By Marcy Kennedy (@MarcyKennedy)
Too often we’re made to think that anger is a negative emotion, one we should avoid because it’s weak or shows a lack of self-control.
You can see it in The Avengers in the way Dr. Bruce Banner is treated. His character is a personification of anger. If Banner gets angry, he turns into a giant green monster capable of breaking an entire city.
When we first meet Banner in The Avengers, he’s working as a doctor in the slums of Calcutta. S.H.I.E.L.D. agent Natasha Romanoff tricks him into coming to a deserted hut on the edge of the city. The hut is secretly surrounded by snipers just in case Banner loses control.
Banner ducks inside, and she steps out of the shadows.
“For a man who’s supposed to be avoiding stress,” she says, “you picked a hell of a place to settle.”
Banner turns around. “Avoiding stress isn’t the secret.”
“What’s the secret then?”
Banner doesn’t tell her how he’s managed to go a year without turning into the Hulk, and throughout the movie, that becomes the question.
The others either tiptoe around him, try to provoke him to expose his “secret,” or they take protective measures in case he does get angry. (Measures that include a giant cage that will drop him from the sky.)
We treat anger the same way in our lives. We block it off, pretend we aren’t angry when we are, or try to learn techniques and tricks to keep from getting angry.
But the secret isn’t to keep from becoming angry.
At the end of the movie, the Avengers line up to fight the alien army set to invade earth.
“Dr. Banner,” Captain America says, “now might be a really good time for you to get angry.”
Banner strides toward the aliens. “That’s my secret, Captain. I’m always angry.”
Everyone thought that Banner had discovered some way to keep from getting angry and that was how he prevented himself from becoming the Hulk.
The truth was he hadn’t purged his anger. He’d learned how to control it. By the end of the movie, he’d even learned how to harness it and redirect it for good.

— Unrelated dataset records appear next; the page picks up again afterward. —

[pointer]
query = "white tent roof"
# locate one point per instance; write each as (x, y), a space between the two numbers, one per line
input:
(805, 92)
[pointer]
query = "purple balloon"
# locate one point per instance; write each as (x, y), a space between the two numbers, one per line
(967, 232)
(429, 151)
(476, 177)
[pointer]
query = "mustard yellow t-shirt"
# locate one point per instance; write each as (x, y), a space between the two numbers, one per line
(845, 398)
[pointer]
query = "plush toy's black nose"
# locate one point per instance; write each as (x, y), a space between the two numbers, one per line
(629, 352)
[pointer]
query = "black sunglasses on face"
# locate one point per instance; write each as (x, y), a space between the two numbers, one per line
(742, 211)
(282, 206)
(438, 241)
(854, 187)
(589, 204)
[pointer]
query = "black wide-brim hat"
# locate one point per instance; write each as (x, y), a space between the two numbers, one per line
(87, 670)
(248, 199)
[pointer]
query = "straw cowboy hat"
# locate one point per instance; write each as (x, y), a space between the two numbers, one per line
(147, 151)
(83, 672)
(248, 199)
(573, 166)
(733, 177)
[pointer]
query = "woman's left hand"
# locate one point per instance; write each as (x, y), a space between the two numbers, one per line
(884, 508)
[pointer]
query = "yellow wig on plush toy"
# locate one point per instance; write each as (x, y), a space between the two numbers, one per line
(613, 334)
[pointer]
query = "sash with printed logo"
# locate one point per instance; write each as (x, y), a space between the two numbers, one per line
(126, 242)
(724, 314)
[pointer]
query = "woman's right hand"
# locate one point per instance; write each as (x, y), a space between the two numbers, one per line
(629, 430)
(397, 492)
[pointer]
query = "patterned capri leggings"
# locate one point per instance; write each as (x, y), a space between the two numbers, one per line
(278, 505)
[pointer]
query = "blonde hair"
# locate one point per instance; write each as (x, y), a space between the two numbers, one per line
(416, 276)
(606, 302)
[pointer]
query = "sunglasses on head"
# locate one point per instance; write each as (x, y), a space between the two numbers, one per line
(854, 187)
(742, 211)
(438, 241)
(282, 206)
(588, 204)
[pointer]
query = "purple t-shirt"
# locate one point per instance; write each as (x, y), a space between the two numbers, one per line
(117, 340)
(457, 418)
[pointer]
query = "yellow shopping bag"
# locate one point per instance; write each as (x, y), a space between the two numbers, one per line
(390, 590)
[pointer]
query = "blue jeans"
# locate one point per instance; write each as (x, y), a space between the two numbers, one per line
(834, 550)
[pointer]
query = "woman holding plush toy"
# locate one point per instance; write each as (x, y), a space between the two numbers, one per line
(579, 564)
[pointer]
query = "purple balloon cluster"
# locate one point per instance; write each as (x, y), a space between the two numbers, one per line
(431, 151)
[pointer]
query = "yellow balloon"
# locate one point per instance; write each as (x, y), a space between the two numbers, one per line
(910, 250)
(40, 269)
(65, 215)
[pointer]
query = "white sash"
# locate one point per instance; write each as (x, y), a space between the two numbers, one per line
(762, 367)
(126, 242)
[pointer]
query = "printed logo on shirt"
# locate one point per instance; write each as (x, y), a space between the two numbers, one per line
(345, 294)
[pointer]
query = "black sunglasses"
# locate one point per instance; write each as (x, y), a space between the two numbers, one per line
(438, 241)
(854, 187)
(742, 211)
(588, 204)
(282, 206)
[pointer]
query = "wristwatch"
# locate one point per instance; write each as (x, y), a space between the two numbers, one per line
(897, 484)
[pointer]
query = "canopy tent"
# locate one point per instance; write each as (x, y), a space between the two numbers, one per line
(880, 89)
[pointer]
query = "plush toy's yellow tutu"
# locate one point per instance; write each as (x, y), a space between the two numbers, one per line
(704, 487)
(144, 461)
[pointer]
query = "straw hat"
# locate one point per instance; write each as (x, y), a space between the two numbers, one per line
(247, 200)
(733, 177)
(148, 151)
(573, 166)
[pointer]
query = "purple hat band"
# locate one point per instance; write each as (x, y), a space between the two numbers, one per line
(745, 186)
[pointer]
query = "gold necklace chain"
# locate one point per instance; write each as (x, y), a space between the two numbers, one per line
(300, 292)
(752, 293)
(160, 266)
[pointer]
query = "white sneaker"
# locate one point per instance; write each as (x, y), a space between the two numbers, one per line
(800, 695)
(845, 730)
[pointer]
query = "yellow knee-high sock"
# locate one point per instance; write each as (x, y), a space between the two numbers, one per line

Feeling angry isn’t wrong. Anger is merely an emotion. Sometimes it can even be healthy if we’re angry over injustice or true evil. And denying it or hiding it won’t make it go away.
Do we allow our anger to hurt and destroy? Or do we channel it into righting wrongs?
It’s the difference between a father who goes out and murders the drunk driver who killed his only daughter and a father who finds a way to bring about stricter punishments for drunk drivers and establishes a safe ride program in his town. Both were justified in their anger. But one used it for evil while the other used it for good.
It’s the difference between saying something cruel back to a person who’s hurt our feelings and using that anger to remind us how not to treat other people.
It’s the difference between screaming at our spouse because we feel like they never help us around the house and letting that anger be our cue that it’s time to have a painfully honest talk about weaknesses in the marriage that we need to work on.
What do you think? Is it alright to get angry? Or should we work on trying to purge ourselves of anger?